Mi collego all’aggiornamento di Veronica Gentili per menzionare anche i moniti del Presidente Giorgio Napolitano del tutto assenti dopo 20 anni di inquinamenti criminosi della Campania con rifiuti tossici e nucleari sia sotterranei che in superficie.

In molti, distrattamente e in buona fede, li confondono con l’emergenza rifiuti “risolta” anche quella in un blitz propagandistico stile regime sud americano da Berlusconi qualche anno fa, quando arrivò a Napoli con telecamere e giornalisti privi di capacità di analisi e il coraggio di una vera denuncia dello stato di cose – o semplicemente perché ahimè imbavagliati – e fece piazza pulita, per poche settimane (chissà in quale volatile e ancor più colluso modus operandi), dei rifiuti che sommergevano la città di Napoli.

Ma in quella terra ogni giorno, in questo istante mentre leggete, squadre di camorristi depositano amianto e rifiuti venefici, scorie tossiche e residui radioattivi provenienti dal Nord Italia (la famosa questione meridionale che da Gramsci in poi non ha mosso un passo avanti) e dal Nord Europa.

Nella notte, durante il giorno, continuamente, squadre di Casalesi danno fuoco ai rifiuti depositati solo poche ore prima. Immense colonne di fumo tossico invadono un enorme parte di quella regione. Migliaia di bambini e adulti sono già morti di tumore. Una malattia che prima dell’avvento degli antibiotici, era quasi irrilevante perché si manifestava in vecchiaia, quando la maggior parte della popolazione era stata già uccisa da altre malattie oggi debellate. La vita mediamente era difatti molto più breve che oggi.

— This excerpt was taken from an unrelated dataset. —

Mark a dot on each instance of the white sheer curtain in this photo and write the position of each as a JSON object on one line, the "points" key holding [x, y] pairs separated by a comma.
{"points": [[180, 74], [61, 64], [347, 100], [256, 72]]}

Un prete coraggioso, Padre Patriciello, a Caviano, paese che risiede tra la provincia di Napoli e quella di Caserta, lotta a mani nude contro un avvelenamento di massa da parte del nostro Governo omertoso e ormai platealmente colluso con queste organizzazioni criminali.

Tutto ciò nel silenzio vergognoso di questo Capo di Stato e nell’assenza di indignazione di un popolo “unito?” che considera la Campania come spazzatura e il popolo campano senza dignità di esistere.

E’ per me profondamente doloroso essere parte di un popolo che vive nell’ignoranza, nell’ignavia, nel cinismo crescente, nell’assenza di capacità di rivolta, perché non è vero che le rivoluzioni non servano. Molte di esse hanno cambiato la Storia per sempre. Alcune l’hanno peggiorata, altre il contrario. L’individualismo dilagante mi ripugna e lo associo a una forma di cannibalismo delle popolazioni più bisognose di assistenza. E chi parla di Cristianità e può fare qualcosa, ma volta il capo dall’altra parte, si vergogni per l’ipocrisia che divora la sua anima e uccide migliaia di vittime nel silenzio degno degli ignobili. La Siria, le armi chimiche, sono in casa nostra.